# Fox Racing Shox store?



## Highwaystreets (Apr 3, 2006)

Does anyone know what's up with the fox racing shox apparel store? It's been closed for about a year. I've sent them an email inquiring what's going on so I'll update once I hear from them. 

Also I'm not talking about fox head store


----------



## Kristatos (Oct 15, 2007)

Didn't realize they had a store but Fox apparel is available in umpteen other places like Amazon. Maybe Fox made a decision to stop operating their own store?


----------



## Highwaystreets (Apr 3, 2006)

I'm talking about this store and specifically FOX STORE and specifically Fox shox apparel and not Fox head apparel. I haven't been able to find Fox Shox apparel anywhere.


----------



## Mr. D (Jun 1, 2008)

I was wondering the same thing.
All information will be welcomed.


----------



## distro (Feb 14, 2009)

I have ordered from it within the last year, it will probably be back up soon.


----------



## Highwaystreets (Apr 3, 2006)

From Fox,

We’re hoping that the apparel/parts store will be back up and running soon, but at this point we have no exact date. Keep checking back, it’ll be up soon.

So in other words no one knows!


----------



## wmac (Sep 29, 2010)

Why would you pay to advertise a brand?


----------



## Kiwiplague (Jul 22, 2011)

wmac said:


> Why would you pay to advertise a brand?


Ummm, aren't you doing that with any MTB related purchase? Or do you take the labels etc off everything you ride/wear? It's all brand advertising IMO.
Would Fox (or Rockshox for that matter) be anywhere without branding and the money they make from such advertising etc?


----------



## wmac (Sep 29, 2010)

If my bike has stickers on the frame or fork or whatever, I don't make any effort to conceal the brand, but I'm not buyin clothing with big ass logos on them. If Fox gave me a shirt with my fork purchase, and I liked the product, I _might_ wear it.

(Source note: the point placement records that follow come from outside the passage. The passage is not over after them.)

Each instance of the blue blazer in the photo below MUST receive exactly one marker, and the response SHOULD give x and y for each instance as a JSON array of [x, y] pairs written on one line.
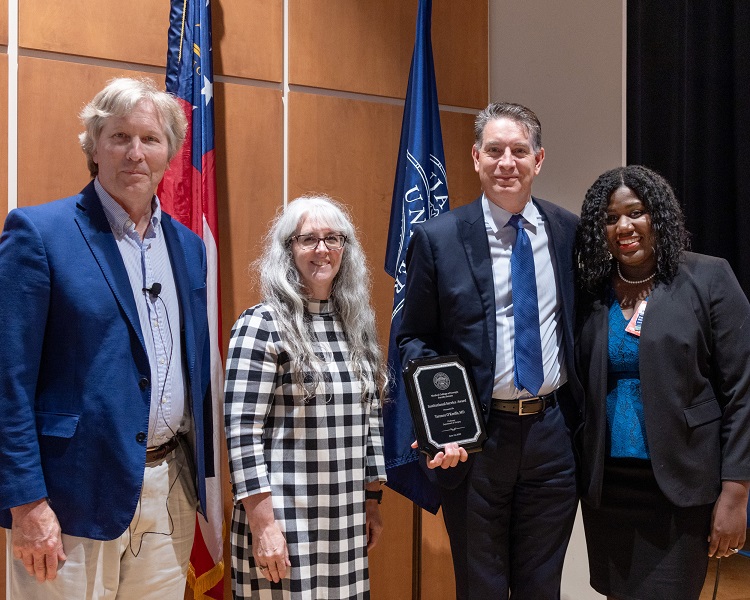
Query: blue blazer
[[75, 385], [450, 299]]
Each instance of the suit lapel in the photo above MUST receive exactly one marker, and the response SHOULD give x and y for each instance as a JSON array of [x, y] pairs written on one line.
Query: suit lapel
[[473, 233], [93, 224]]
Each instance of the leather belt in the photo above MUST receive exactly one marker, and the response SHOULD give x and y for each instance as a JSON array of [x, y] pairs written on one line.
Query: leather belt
[[159, 452], [526, 406]]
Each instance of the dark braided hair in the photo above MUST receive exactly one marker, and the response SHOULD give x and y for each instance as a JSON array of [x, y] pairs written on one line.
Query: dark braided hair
[[592, 254]]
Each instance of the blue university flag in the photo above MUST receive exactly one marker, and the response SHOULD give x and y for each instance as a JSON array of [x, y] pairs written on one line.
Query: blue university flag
[[420, 192]]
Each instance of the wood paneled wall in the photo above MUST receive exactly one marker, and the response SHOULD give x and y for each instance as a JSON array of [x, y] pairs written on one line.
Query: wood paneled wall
[[348, 64]]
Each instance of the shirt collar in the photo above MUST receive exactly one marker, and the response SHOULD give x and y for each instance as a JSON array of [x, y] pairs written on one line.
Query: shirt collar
[[118, 218], [496, 218]]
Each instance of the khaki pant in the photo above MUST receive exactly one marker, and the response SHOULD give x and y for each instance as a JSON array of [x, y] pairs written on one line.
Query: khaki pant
[[149, 561]]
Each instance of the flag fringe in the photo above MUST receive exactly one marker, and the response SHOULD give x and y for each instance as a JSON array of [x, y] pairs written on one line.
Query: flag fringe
[[206, 581]]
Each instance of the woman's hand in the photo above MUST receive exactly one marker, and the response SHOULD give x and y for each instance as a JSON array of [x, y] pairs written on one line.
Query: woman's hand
[[269, 544], [449, 457], [729, 519]]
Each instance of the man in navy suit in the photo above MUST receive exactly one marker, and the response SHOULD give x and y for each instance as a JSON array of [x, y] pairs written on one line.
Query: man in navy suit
[[509, 509], [105, 439]]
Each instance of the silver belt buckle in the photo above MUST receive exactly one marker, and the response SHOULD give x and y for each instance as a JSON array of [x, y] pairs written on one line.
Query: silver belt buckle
[[522, 402]]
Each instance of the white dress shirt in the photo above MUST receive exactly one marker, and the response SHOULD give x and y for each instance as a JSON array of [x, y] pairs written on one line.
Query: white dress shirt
[[147, 262], [501, 240]]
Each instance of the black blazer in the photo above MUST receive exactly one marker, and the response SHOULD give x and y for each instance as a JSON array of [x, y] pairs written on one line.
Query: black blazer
[[449, 306], [694, 360]]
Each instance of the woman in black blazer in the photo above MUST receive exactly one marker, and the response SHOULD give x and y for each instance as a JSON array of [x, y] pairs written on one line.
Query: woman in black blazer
[[663, 352]]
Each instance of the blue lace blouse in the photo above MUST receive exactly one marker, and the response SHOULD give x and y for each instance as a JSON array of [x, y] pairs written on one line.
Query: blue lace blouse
[[625, 419]]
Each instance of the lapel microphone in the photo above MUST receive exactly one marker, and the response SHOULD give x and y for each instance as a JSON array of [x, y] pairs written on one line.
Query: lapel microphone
[[154, 290]]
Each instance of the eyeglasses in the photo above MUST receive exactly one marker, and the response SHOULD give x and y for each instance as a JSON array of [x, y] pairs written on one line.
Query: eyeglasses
[[308, 241]]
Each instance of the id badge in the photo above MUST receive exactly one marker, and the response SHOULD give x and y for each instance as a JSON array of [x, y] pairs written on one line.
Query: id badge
[[634, 325]]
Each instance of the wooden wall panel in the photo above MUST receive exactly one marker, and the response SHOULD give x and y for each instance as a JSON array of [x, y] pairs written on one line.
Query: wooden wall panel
[[51, 163], [249, 161], [3, 137], [368, 49], [132, 32], [248, 38], [4, 22]]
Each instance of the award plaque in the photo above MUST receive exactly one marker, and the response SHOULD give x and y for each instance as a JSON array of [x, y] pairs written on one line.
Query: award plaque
[[443, 404]]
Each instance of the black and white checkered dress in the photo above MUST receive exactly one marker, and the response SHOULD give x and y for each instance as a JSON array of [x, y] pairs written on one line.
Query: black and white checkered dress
[[314, 457]]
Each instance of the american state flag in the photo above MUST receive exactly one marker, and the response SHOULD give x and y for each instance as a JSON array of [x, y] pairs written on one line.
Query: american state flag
[[188, 193]]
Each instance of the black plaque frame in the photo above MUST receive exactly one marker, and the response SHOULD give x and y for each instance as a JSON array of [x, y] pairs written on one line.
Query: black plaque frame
[[443, 404]]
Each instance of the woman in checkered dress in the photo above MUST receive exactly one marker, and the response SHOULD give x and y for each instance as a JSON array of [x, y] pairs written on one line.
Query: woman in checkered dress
[[302, 414]]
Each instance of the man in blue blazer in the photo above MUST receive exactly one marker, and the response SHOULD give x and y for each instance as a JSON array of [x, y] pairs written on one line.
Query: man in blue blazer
[[105, 440], [509, 509]]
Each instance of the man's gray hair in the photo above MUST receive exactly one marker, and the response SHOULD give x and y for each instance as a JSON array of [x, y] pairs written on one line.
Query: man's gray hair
[[118, 98], [283, 289], [515, 112]]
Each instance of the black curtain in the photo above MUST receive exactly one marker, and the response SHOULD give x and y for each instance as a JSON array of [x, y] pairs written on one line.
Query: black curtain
[[688, 114]]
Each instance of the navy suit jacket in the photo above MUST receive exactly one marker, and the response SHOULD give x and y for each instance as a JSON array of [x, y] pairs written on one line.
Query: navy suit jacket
[[449, 306], [75, 385], [694, 361]]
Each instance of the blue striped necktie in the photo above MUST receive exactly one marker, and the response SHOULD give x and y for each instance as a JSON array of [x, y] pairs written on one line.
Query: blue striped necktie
[[528, 371]]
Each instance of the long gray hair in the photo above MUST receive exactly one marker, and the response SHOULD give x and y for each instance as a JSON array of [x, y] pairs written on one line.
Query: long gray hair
[[283, 289]]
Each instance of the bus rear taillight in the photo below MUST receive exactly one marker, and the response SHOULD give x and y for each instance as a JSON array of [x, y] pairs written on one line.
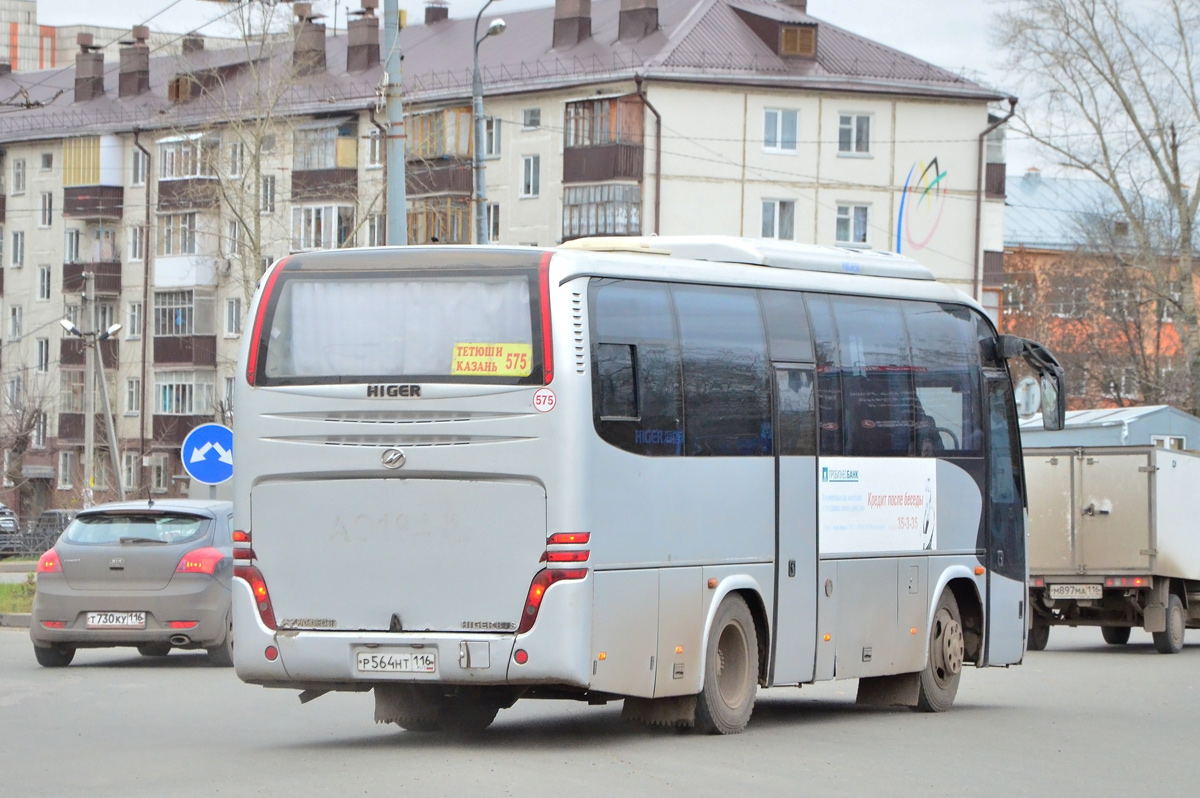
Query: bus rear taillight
[[258, 587], [547, 349], [256, 339], [538, 592]]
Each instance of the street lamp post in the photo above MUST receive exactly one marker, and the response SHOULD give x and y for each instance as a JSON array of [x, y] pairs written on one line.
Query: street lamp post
[[479, 201]]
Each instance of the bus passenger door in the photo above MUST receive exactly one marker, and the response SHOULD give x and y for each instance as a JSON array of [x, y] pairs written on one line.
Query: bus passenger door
[[793, 646]]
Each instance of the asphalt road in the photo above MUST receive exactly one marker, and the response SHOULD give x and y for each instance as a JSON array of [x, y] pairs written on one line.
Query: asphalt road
[[1078, 719]]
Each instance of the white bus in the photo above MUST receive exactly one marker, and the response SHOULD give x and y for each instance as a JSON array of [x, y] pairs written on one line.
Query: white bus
[[666, 471]]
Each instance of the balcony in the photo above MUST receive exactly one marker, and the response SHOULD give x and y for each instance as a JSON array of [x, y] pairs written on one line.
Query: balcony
[[171, 430], [185, 351], [189, 193], [94, 202], [438, 178], [324, 184], [71, 352], [603, 162], [108, 276]]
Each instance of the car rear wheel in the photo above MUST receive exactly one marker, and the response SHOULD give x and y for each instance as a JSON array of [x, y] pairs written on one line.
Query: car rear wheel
[[54, 655]]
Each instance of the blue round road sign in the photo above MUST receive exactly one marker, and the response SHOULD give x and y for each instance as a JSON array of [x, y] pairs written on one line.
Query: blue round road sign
[[208, 454]]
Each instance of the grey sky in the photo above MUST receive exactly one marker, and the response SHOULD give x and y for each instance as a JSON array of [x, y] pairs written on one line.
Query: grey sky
[[952, 34]]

Just never understood the reason why people would pay to advertise and create brand awareness.


----------



## ehigh (Apr 19, 2011)

the original poster never said a thing about wanting to advertise for Fox. What's your statement even worth in this thread? you'd be better of assuming more positive things in life-perhaps he has had a reliable history with their clothing and feels comfortable buying their gear. I for one find a clothing company I like for a certain article of clothing and stick with them. so yeah, when I wear a shirt with logos I guess I am advertising the fact that I like it. Why not, someone else might like it too. what a simple way to communicate a taste in clothing. logos are pretty cool.

you've seriously been around here long enough-you should know a little more about refraining from making inane posts. this thread isn't about socio psychology.


----------



## Highwaystreets (Apr 3, 2006)

Yah not really sure what the purpose of your post was. If you haven't noticed pretty much everything in the western world is branded. For clothing you must wear only non branded t shirts and jeans? Ripped all the badging from your car and bike? Every tool you own has black electrical tape over the name? 

There is nothing wrong with branding and like Ehigh said I've had really good luck with Fox products, I like the quality of them so that's why I make a choice to display their brand. If a product sucked then i would not endorse them. 

Wmac I'm sure you are smart enough to realize the MTB world is very brand orientated and relies heavily on advertising and product branding. 

But damn now I'm off on a tangent.... Anyways wmac thanks for your input, I'll keep doing what I'm doing and you keep doing what your doing, all is well!


----------